Addenbrookes Charitable Trust


Award amount: £117,045 over 2 years

Organisation: Addenbrookes Charitable Trust

‘Dancing for Health’ Programme: a series of dance workshops at Addenbrooke’s Hospital to improve the health and wellbeing of older patients

The Charity

Addenbrooke’s Charitable Trust’s purpose is to provide support for patients at Addenbrooke’s and the Rosie Hospitals that is over and above what can be funded by mainstream public funding.

The need

There is a considerable amount of research evidence, as well as feedback from patients, that demonstrates that when older people spend extended periods of time in hospital, it can lead to a significant detrimental effect on their overall health, wellbeing, confidence and mental health. This can still be the case even if the hospital has successfully treated the older person.

In order to address this, the health and social care system has developed rehabilitation and recovery programmes for patients post-discharge from hospital, but there is a gap in service delivery for the period when patients are in hospital. Since 2013 Addenbrooke’s has run two pilot projects to assess the impact of regular dance sessions on wellbeing and physical abilities for older patients on the acute wards. The results of these pilots were very promising with patients reporting increased subjective wellbeing, improved appetite after sessions and reduced incidents of agitation and aggression.

Addenbrooke’s now wants to scale up the project to establish a fully integrated dance programme for older patients and our grant will allow this to develop from an ad-hoc service to a regular programme.

The project

The Trust is funding the ‘Dancing for Health’ programme for older people who are on different wards across the Department of Medicine for the Elderly and Neurorehabilitation at Addenbrooke’s Hospital. A programme of six weekly workshops has been established and the following wards have been included: Diabetes and Endocrinology, Medicine for the Elderly (including wards that specialise in dementia and delirium care), Major Trauma and the Lewin Stroke and Rehabilitation Unit.

Each session follows a structure of warm-up movements, improvisation around movement, ideas and phrases and, where possible, developing into group sequences. The patients are joined in all the sessions by Healthcare Assistants from their wards and, on occasion, by friends and family.

All patients are encouraged to participate regardless of their mobility. Every session is shaped around, and in response to, the patients that attend. This in-patient dance programme is unique in the UK.

If patients are unable to attend the group sessions, bed sessions are offered to patients instead.

Sessions are run by a dance lead; however, in the second year staff will start to deliver sessions, having received specific training for this.

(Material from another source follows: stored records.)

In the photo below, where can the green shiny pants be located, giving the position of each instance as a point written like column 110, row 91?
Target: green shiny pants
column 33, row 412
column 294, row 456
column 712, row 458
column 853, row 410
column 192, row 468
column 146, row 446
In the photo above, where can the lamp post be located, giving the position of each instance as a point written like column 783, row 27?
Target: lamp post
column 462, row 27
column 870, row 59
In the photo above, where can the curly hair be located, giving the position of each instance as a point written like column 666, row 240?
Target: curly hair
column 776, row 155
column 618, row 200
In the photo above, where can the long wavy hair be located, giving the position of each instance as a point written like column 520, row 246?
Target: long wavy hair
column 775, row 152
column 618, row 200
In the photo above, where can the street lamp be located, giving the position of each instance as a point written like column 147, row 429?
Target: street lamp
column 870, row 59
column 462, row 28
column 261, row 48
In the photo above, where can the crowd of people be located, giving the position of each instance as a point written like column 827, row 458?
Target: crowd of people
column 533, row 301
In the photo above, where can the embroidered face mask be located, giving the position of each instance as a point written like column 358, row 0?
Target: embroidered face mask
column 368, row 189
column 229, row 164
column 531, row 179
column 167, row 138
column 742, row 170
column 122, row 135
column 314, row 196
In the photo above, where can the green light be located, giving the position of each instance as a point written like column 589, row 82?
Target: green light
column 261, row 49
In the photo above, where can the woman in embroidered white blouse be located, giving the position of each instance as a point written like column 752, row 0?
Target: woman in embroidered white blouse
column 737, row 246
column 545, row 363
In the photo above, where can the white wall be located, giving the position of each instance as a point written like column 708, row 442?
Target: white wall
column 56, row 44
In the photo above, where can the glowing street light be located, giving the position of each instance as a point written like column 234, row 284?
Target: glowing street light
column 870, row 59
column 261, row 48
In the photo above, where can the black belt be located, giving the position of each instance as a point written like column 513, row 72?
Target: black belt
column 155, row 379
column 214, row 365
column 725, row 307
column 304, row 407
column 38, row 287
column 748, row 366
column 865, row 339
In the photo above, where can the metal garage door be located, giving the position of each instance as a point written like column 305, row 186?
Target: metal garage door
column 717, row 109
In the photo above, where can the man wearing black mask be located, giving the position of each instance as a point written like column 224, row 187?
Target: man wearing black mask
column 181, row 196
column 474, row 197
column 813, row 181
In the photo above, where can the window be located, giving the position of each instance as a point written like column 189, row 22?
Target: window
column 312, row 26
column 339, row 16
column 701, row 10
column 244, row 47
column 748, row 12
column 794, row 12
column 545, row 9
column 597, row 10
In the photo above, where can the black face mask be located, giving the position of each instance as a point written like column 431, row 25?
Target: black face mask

It is anticipated that this will help to ensure the sustainability of the project once the grant has ended.

Is it working?

The project had a successful first year with noticeable improvements in patients that attended. These quotes from attendees demonstrate its impact:

It lifts my spirits – makes me feel a bit more normal than usual. I enjoyed all of it. The company. The atmosphere.

I find it relaxing and it wakes me up a bit, otherwise I’d sit in my chair with nothing to do and fall asleep.

In October 2017, the Academy of Ancient Music spent a day at the hospital working with different groups of patients, including the Dancing for Health sessions. The live music had a significant impact on the patients and the feedback was extremely positive. Due to the success of this session, there are plans underway to deliver additional sessions with the Academy of Ancient Music. You can see a short video of their session here.

The project is currently being evaluated by Hillary Bungay from Anglia Ruskin University. The preliminary findings from the first five weeks of observations indicate that the Dancing for Health activity is having a positive effect on the majority of patients who take part. A full report will be produced at the end of the grant, but a selection of the key findings to date are as follows:

Mood: 80.6% of people taking part appeared happier at the end of the session than at the start.

Relaxation: 87.6% of participants became more relaxed throughout the activity

Distraction: 75.4% of participants appeared to engage with the session and were therefore distracted from the ward activity

Creative Expression: 65% of participants responded spontaneously to the music or activity during the session.

Relationships: 95.5% of participants interacted with each other with 55.2% verbally communicating with others in the group, including encouraging others or clapping.

This evaluation will allow the charity to demonstrate the value of this project to the Hospital Board and will help secure the sustainability of the project.